Advent is the season in which we straddle two different worlds – the world as it is and the world as God intends it to be. As you well know, about 8 days ago a heavily armed man in tactical gear entered the Q night club in Colorado Springs and opened fired killing 5 people. It looks like these 5 people were gunned down in cold blood simply because the shooter hated people who were different from him. That’s the way the world is. That’s our foot in one world.
Then last Monday evening, here at Holy Trinity for the Transgender Day of Remembrance Service we gathered for a very simple reason – to love one another – and to remember those who were killed because someone else hated. The power of your love, our love cannot be overstated for what we created here last Monday evening is the way God intended the world to be. The other world in which we have a foot. The power of love through beautiful music and words and prayer and food.
The graciousness and goodness of hospitality cannot be overlooked for such gospel-inspired hospitality creates community – the beloved community God intends us to be. It was amazing who God through you brought together. High school students from the area. College students from Stonehill. Elected government officials. Community leaders. Many who had never stepped foot into this place, and some just looking for a safe and caring place that would welcome them just as they are.
Listen to the words from St. Paul in today’s second lesson. He is speaking to us. He is affirming what we are all about: “Besides this, you know what time it is, how it is now the moment for you to wake from sleep. For salvation is nearer to us now that when we became believers.” In other words, we are not sitting around holding vigil until Christ comes again. We are not distracted by what may or may not happen in the future when Jesus comes again. We are about the work of salvation right here and right now. St. Paul goes on to say, “the night is far gone, the day is near. Let us then lay aside the words of darkness and put on the armor of light…put on the Lord Jesus Christ.”

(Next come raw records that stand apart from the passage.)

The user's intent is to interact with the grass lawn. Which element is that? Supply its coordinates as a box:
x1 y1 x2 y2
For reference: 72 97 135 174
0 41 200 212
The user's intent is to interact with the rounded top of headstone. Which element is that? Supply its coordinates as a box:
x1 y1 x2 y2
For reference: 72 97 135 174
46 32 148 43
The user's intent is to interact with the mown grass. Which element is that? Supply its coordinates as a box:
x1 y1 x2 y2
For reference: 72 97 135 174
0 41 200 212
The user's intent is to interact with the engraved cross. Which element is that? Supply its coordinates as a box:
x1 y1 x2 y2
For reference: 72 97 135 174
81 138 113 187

In other words, don’t let hate have the last word. Don’t let violence and poverty be normalized. The day is near. In fact, it is here. One of the toughest things about being hospitalized for almost a week as I was last week is that in an instant I was cut off from community. I was cut-off from the people I love. Yes, there are visiting hours but that’s not the same. I was separated from all of you. I had to cancel my flight to Milwaukee to attend my grandson Charlie’s first birthday party. That isolation is the dark side – one foot in the world as it is.
But then something remarkable happened in the hospital. A new community of healers was formed around me. Doctors and nurses and technicians and chaplains and food service workers and everyone with their own specialty focused on one thing –healing! Coming together, forming community for one purpose – the purpose of healing. Community coming together for healing. Just like the TDOR service. Just like our church. Just like your family. Just like the communities in which we live.

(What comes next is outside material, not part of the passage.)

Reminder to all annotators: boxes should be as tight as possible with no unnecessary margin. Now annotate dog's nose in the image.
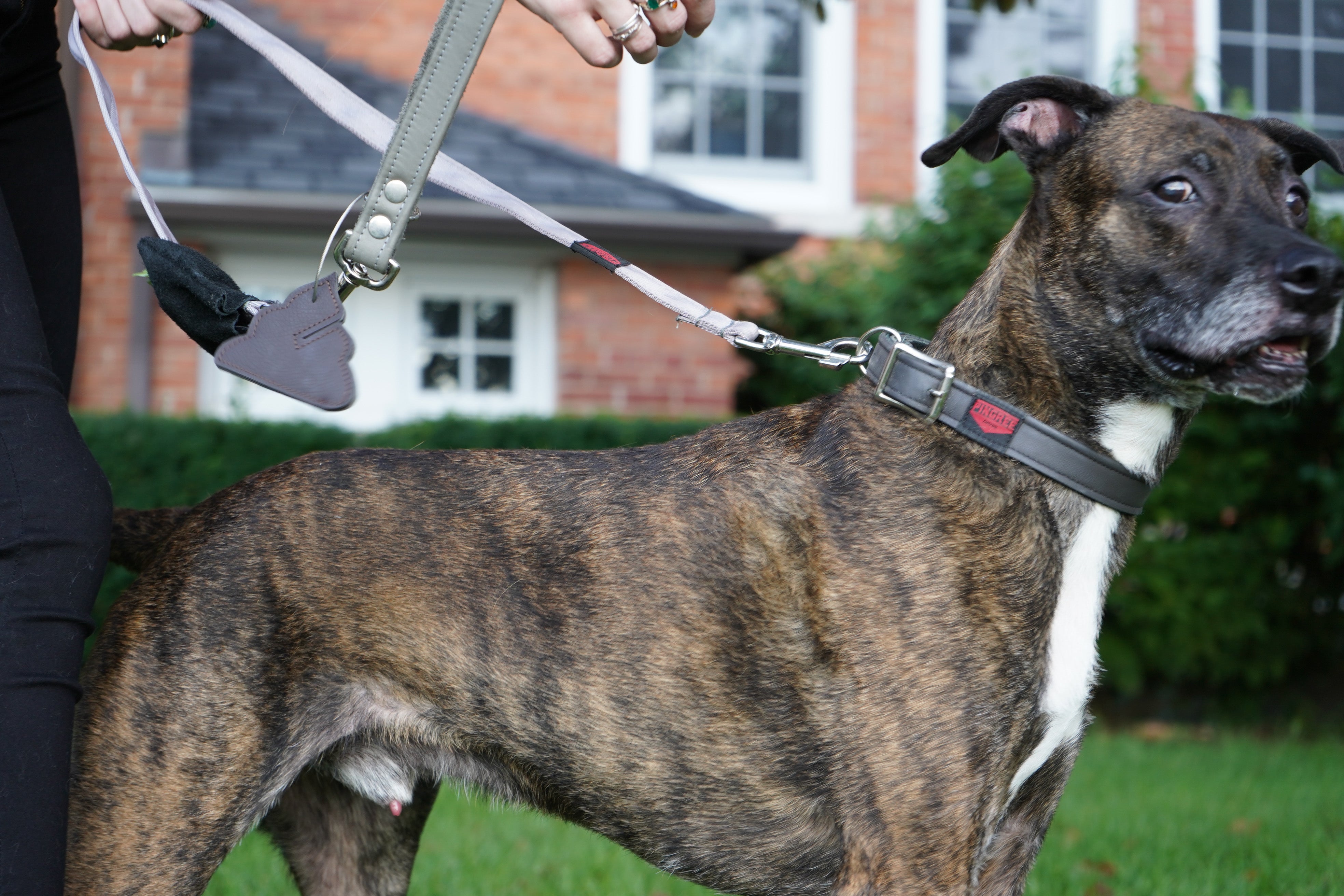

As you engage in all the preparations for Christmas how will your family, your relationships be a source of healing and hope and love among yourselves? How will Jesus show up – not in some distant future apocalypse, but how will Jesus show up in and through you – for isn’t that exactly why we go through all these preparations – to be on alert for how Jesus shows up – just as Jesus showed up as an infant in a manger so long ago?

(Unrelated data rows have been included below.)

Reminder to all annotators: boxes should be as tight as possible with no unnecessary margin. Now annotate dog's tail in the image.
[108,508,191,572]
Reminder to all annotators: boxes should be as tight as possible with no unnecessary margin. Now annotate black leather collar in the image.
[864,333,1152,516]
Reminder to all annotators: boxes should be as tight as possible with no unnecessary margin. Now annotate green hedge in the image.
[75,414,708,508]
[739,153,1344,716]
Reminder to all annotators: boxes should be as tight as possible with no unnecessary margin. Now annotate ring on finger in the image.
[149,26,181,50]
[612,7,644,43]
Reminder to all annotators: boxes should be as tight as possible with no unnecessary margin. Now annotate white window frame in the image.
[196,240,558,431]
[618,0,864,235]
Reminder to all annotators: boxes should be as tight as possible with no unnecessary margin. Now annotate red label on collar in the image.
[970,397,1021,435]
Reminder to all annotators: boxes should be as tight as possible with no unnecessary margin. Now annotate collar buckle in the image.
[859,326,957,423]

That’s the world God intends – a world in which Jesus shows up for the purpose of healing, for the purpose of giving us hope, for the purpose of loving one another. Listen to Paul’s words, “You know what time it is, how it is now the moment for you to wake from sleep. For salvation is nearer to us now than when we became believers; the night is far gone, the day is near.” My dear sisters and brothers, the day is here! Amen.